One of the best places to snorkel in Antigua is at Cades Reef, a two-kilometre long barrier reef that is a protected area within the National Marine Reserve where I went on my Antigua Reef Riders adventure tour. Leaving from the west coast of the island, in Jolly Harbour, we drove about seven miles out into the open on a two-person inflatable boat that was like a cross between a jet ski and a Zodiac. I then donned flippers, snorkel and mask, and joined our intrepid guide Tigger as he pointed out various fish in what— felt like a private underwater world — far from big cruise boats and tour companies. I saw literally dozens of species of fish, from bright blue surgeonfish to colourful parrotfish to bloated looking pufferfish and beautiful coral and sea sponges. 

Another day, we went to Sting City, where we took a boat out to a wooden platform to swim with the stingray.
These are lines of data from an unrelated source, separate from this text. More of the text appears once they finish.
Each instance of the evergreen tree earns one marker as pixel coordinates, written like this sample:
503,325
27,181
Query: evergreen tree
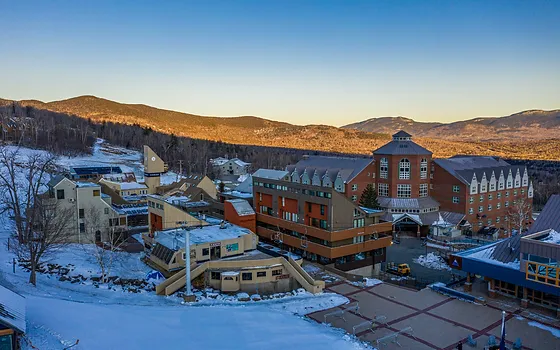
369,198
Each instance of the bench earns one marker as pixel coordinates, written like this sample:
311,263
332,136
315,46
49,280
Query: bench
337,313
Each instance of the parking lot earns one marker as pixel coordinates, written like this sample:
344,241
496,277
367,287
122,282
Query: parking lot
429,320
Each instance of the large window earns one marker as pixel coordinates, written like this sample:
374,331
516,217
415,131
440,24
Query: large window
423,192
383,190
403,191
404,169
383,168
424,168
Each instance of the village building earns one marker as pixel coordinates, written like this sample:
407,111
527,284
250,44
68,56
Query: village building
314,215
93,214
12,319
485,189
227,167
524,266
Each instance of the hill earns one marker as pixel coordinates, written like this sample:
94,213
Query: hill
527,125
250,130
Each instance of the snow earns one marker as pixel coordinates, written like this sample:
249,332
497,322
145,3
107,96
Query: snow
59,312
554,331
553,237
432,261
14,306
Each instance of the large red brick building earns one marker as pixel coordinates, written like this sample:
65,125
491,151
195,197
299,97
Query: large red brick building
484,188
404,186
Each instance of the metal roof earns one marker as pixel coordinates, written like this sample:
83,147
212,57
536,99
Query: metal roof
402,148
331,166
549,218
407,203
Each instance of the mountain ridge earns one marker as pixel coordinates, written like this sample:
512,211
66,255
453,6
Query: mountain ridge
257,131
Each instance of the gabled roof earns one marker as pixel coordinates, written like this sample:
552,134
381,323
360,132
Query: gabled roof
404,147
270,174
242,207
549,218
331,166
12,309
465,167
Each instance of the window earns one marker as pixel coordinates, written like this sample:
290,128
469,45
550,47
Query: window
403,191
423,192
383,190
423,168
359,222
404,169
383,168
358,239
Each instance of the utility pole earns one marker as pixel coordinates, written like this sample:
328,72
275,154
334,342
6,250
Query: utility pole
189,297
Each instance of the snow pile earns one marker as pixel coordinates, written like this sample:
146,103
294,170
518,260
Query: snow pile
553,237
554,331
432,261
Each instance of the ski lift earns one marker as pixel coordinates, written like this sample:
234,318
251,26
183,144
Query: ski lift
304,241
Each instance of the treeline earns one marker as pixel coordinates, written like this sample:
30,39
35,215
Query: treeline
66,134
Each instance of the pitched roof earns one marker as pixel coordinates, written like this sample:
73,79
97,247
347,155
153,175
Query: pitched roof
270,174
549,218
12,309
242,207
464,167
331,166
405,147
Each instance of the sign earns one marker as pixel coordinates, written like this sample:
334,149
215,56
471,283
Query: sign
456,262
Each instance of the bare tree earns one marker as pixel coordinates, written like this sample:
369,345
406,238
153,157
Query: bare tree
41,224
518,214
105,242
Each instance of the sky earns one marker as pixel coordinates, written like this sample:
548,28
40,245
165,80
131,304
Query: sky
303,62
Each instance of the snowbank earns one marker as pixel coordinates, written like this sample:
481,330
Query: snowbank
432,261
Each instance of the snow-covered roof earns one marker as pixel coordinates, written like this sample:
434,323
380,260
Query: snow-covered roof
175,238
86,184
242,207
12,309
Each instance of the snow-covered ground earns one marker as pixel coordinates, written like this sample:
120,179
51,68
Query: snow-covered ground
432,261
60,312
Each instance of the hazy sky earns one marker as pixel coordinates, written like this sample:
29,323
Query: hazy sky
304,62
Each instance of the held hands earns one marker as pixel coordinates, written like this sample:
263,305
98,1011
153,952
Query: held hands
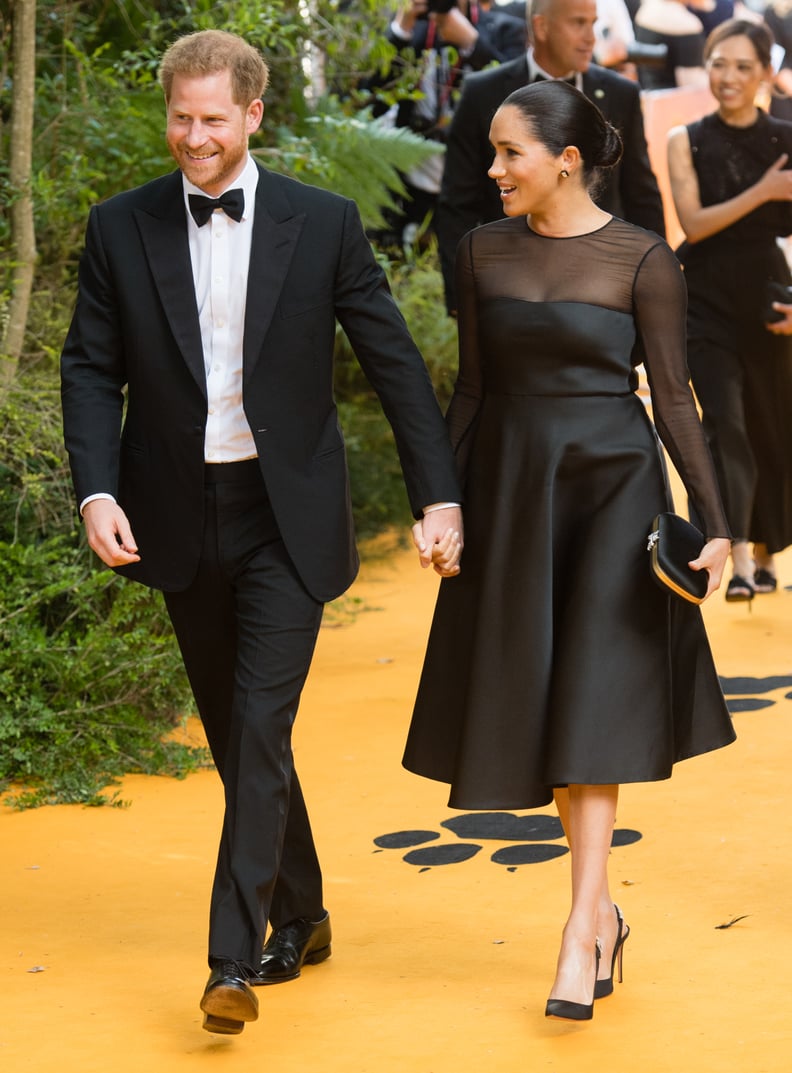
108,532
785,326
438,538
713,558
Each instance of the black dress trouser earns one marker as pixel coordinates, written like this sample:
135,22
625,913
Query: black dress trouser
247,630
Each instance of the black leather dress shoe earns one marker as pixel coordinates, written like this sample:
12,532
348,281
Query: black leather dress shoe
228,1000
291,946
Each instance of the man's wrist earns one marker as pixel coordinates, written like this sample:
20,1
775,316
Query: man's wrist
97,495
440,506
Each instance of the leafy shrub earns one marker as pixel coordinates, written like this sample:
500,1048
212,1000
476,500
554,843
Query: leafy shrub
90,677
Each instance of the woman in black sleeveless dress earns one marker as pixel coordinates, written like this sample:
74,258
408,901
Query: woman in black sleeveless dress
732,182
556,667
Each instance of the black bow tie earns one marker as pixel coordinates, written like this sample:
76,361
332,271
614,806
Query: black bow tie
572,81
232,203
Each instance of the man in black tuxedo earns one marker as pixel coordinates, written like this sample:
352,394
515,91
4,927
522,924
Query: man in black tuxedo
225,484
562,40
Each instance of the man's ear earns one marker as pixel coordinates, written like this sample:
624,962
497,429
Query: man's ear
254,116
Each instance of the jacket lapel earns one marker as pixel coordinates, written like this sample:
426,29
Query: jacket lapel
276,231
595,90
163,232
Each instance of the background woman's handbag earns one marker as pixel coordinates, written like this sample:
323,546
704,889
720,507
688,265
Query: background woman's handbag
672,544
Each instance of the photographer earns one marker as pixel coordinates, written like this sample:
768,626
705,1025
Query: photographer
448,40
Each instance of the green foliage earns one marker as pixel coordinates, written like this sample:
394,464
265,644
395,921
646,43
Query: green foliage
90,679
355,156
378,488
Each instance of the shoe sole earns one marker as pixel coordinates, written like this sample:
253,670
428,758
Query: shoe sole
226,1009
316,957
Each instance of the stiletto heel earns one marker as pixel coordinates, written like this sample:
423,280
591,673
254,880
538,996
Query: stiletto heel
574,1011
604,987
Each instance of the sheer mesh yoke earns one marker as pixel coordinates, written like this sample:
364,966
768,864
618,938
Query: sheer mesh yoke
584,311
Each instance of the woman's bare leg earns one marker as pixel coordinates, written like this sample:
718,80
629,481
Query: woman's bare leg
588,813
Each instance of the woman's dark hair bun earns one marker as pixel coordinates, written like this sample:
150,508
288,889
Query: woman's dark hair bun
559,115
610,152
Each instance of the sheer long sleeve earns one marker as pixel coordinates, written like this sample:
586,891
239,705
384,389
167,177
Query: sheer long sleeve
660,303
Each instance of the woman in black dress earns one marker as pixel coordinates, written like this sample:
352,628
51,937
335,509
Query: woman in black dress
556,667
732,186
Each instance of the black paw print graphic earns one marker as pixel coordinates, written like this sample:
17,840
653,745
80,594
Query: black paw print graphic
528,839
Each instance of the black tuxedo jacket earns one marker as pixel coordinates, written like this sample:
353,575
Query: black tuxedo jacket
135,342
468,196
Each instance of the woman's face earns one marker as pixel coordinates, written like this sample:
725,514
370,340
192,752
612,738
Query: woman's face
735,73
526,173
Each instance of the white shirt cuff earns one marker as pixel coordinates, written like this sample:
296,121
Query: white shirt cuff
97,495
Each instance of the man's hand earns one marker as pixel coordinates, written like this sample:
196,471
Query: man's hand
438,538
785,326
108,532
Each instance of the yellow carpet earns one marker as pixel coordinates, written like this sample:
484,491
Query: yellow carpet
436,968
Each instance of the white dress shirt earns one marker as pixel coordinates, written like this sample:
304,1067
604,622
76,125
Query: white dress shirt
220,255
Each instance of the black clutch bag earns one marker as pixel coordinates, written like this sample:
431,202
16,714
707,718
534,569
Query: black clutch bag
672,544
775,292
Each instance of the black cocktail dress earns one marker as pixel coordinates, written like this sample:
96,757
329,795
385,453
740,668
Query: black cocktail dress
554,658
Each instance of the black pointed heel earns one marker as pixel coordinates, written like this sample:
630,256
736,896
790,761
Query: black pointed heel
574,1011
604,987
With the support of a guide, I managed to get my photo taken while nervously holding the underside of one of these slippery smooth creatures. Admittedly, the stingray were friendly — some describe them as “the puppy dog of the sea.”  But swimming with sting ray felt like more of a controlled activity, without the feeling of expansiveness and discovery I felt snorkelling in the beautiful turquoise waters far out at sea.

If you go….

Direct flights are now available from Toronto to Antigua on West Jet and Air Canada. From Antigua, you can take a 2-hour ferry to Barbuda, or a short flight by plane or helicopter.